I know the following.
$$Cov(X, E(Y|X)) = Cov(X,Y)$$
This implies that
$$Cov(Y, E(Y|X)) = Cov(Y,Y) = Var(Y)$$
And therefore
$Var(Y - E(Y|X)) = Var(Y) + Var(E(Y|X)) - 2Cov(Y, E(Y|X)) = Var(Y) + Var(E(Y|X)) - 2Var(Y) = Var(E(Y|X)) - Var(Y)$
And since $$Var(Y) = E(Var(Y|X)) + Var(E(Y|X))$$
I get that
$$Var(Y - E(Y|X)) = -E(Var(Y|X))$$
I cannot get rid of that minus sign. Any tips on where I'm going wrong?
On
Your first statement does hold, since \begin{align*} &Cov(X,\mathbb{E}(Y|X)) = \mathbb{E}[X\mathbb{E}[Y|X]] - \mathbb{E}[X]\mathbb{E}[ \mathbb{E}[Y|X]] = \mathbb{E}[\mathbb{E}[YX|X]] - \mathbb{E}[X]\mathbb{E}[Y] \\ &= \mathbb{E}[XY] - \mathbb{E}[X]\mathbb{E}[Y] = Cov(X,Y) \end{align*} where we use the Tower property for the second and last step. However, this does only imply that: \begin{align*} Cov(Y, \mathbb{E}(Y|Y)) = Cov(Y,Y), \end{align*} since you have set $Y=X$. This does not give any information about $Cov(Y,\mathbb{E}(Y|X))$.
The first equation does not imply the second equation, take for instance the case where $X$ and $Y$ are independent, then $$Cov(Y,E[Y|X])=Cov(Y,E[Y])=0$$, which is usually not the same as $Var(Y)$.

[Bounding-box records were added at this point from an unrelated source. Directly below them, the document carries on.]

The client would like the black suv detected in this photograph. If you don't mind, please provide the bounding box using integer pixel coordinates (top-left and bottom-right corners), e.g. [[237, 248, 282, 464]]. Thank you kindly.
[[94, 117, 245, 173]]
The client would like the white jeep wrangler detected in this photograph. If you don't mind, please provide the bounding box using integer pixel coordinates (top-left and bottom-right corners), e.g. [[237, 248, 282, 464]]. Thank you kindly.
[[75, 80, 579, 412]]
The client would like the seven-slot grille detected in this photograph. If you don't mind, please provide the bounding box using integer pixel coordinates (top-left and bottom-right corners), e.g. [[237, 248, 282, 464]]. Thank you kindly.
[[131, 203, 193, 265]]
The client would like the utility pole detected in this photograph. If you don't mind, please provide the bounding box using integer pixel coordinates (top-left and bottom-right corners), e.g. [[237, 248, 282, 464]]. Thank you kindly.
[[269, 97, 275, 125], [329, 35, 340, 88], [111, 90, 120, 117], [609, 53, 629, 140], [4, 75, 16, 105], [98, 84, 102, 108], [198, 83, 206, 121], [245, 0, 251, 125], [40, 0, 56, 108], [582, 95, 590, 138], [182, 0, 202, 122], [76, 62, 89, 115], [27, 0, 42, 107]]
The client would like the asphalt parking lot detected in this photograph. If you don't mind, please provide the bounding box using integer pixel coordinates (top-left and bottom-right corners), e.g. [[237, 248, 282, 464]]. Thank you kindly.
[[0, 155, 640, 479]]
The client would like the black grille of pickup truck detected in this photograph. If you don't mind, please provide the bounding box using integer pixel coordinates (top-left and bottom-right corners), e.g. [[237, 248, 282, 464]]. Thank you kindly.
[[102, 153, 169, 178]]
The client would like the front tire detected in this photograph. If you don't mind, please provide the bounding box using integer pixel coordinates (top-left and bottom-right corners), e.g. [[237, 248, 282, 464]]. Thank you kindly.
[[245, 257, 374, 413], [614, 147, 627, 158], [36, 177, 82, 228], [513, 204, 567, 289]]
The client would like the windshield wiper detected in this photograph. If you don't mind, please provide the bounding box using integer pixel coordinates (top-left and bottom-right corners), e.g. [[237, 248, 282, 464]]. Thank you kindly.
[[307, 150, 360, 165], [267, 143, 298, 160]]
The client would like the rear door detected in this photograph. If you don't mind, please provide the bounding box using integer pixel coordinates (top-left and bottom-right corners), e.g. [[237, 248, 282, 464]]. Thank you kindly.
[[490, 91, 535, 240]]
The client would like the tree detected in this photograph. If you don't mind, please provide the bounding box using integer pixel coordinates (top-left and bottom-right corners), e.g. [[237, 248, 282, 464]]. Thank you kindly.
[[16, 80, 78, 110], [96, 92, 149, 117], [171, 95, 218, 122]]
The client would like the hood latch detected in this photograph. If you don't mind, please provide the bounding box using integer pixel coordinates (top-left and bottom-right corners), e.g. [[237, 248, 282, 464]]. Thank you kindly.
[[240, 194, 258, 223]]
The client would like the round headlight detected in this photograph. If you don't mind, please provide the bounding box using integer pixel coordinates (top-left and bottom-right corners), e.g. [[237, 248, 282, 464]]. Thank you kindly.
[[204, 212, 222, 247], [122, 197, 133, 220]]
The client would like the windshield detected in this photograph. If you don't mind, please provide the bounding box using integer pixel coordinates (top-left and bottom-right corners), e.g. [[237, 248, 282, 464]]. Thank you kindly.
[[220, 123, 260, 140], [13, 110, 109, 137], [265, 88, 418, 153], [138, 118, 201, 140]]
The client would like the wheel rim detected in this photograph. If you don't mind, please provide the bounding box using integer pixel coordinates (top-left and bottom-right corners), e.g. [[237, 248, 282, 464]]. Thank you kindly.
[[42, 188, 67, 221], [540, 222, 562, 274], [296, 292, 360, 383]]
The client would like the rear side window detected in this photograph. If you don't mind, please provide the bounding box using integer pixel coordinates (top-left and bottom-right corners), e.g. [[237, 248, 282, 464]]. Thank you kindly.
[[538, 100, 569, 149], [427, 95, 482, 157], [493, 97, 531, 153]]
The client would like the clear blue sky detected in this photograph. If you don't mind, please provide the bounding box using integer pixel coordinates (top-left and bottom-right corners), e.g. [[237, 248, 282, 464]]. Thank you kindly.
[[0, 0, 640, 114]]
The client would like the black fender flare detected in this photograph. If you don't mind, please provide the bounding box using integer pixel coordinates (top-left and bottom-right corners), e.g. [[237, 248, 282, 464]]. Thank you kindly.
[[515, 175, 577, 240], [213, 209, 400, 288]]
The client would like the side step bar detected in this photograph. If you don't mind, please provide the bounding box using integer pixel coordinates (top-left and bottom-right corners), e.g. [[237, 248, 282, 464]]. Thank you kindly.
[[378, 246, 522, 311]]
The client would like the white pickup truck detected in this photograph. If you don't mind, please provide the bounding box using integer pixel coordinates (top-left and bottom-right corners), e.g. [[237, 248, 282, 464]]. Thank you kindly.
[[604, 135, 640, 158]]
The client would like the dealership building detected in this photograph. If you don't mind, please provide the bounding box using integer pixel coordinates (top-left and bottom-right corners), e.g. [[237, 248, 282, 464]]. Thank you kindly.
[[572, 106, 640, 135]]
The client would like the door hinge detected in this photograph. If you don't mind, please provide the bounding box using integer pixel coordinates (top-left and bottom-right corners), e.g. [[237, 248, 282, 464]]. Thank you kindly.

We can however solve it by using that $$Var(Y-E[Y|X]) =Var(E\big[ Y-E[Y|X]\: |X\big])+E[Var(Y-E[Y|X] \:| X)]$$ and realize that $E\big[ Y-E[Y|X]\: |X\big] = E[Y|X]-E[Y|X] = 0$, which means that $$Var(Y-E[Y|X]) = E[Var(Y-E[Y|X] \:| X)]$$ and from here, we are done if we can argue that $Var(Y-E[Y|X] \:| X)=Var(Y|X)$. I leave the last computation to you (simply apply the definition of the conditional variance).